Nearly everything we teach our children about the world is false — and much of what we teach them we know to be false even as we teach it. We lie to our chidlren because we fear causing them pain by telling them the truth about the often dire conditions holding in the world in which we live. I do not refer to our lying to children in telling them that there is a Santa Claus that gives them presents on Christmas or in telling them that there is an Easter Bunny who brings them candy eggs, but the lying we do in our attempts to shield our children from the reality that humans are unequal and will always be treated unequally, the reality that we are not all special, that reality that we are not all beautiful.
The sooner one comes to accept the conditions of the world, the sooner one can focus on what one actually is under one’s control. Or, as Nietzsche said,
The goal of philosophy is to determine all of those things that cannot be changed so that we can focus all of our effort upon all those things we can change.
Better than our habits was the way of the Aztecs, who said to their newborn children, “cry, cry: for you have been born to suffer”.
Best of all — my true pinnacle of humanity — is the view of life found in Duke Leto’s dying words in Frank Herbert’s Dune: “still, it had been good, much of this life”, an attitude that does not demand that life be ideal for it to be worth loving.

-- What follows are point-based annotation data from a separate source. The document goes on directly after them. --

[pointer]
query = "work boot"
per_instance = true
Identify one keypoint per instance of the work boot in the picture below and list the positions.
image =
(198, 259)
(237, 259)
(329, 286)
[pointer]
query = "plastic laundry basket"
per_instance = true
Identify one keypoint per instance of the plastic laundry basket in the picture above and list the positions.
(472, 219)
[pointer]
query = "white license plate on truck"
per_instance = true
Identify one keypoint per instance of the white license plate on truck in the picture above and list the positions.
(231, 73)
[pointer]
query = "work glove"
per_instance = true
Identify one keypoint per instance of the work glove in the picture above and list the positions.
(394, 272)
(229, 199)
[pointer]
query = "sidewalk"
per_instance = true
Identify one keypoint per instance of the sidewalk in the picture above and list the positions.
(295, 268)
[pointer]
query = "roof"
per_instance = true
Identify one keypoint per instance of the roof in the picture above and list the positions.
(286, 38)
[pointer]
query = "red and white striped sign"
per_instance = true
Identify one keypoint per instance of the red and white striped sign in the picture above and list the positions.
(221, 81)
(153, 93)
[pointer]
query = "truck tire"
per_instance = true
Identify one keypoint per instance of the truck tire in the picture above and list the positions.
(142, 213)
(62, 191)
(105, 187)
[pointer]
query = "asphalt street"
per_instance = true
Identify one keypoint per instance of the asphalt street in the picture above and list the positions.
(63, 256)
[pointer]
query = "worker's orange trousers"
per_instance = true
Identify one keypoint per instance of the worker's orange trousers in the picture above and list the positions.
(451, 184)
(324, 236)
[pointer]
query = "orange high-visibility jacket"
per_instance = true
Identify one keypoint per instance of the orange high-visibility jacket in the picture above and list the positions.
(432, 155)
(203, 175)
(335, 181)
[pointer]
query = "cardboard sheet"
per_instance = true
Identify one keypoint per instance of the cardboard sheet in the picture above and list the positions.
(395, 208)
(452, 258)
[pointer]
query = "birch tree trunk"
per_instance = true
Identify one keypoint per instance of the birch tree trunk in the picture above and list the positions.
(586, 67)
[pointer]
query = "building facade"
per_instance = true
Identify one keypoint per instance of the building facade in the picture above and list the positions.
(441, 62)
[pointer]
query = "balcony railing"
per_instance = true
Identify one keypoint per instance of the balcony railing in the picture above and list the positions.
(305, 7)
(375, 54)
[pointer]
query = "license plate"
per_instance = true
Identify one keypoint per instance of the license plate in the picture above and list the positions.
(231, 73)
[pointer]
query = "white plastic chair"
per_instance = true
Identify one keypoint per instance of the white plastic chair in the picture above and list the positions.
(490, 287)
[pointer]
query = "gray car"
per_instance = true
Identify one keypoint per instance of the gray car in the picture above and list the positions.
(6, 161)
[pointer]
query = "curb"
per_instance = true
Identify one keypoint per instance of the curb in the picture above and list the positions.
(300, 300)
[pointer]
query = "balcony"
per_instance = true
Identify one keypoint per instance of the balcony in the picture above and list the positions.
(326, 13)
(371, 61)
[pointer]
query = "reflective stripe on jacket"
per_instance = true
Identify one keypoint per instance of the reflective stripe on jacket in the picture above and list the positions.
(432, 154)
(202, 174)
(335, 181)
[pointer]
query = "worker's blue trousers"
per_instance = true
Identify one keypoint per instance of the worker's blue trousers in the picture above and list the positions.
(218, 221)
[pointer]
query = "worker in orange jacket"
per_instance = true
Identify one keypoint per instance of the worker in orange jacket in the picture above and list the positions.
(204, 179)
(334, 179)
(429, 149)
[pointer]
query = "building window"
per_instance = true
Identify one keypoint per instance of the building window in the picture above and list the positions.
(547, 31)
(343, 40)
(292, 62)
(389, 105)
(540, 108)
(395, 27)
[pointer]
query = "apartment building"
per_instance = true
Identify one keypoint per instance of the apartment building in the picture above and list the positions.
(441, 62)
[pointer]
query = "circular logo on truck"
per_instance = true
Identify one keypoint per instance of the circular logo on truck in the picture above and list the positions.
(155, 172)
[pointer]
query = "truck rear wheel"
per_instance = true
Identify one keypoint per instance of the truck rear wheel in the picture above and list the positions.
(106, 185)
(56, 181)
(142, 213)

All of this is a general instance of the pattern in humans by which increased levels of civilization lead the civilized to attempt more and more to remove all forms of discomfort from life until one has removed so much discomfort from life, so many momentary discomforts, that one creates more severe, more lasting sources of suffering unwittingly. Suffering cannot entirely be eliminated — a certain quantity of it is absolutely inevitable in the education of a being capable of functioning in a world that is not ideal. What is called for is simply finding the absolute minimum with reference to a set of goals we establish.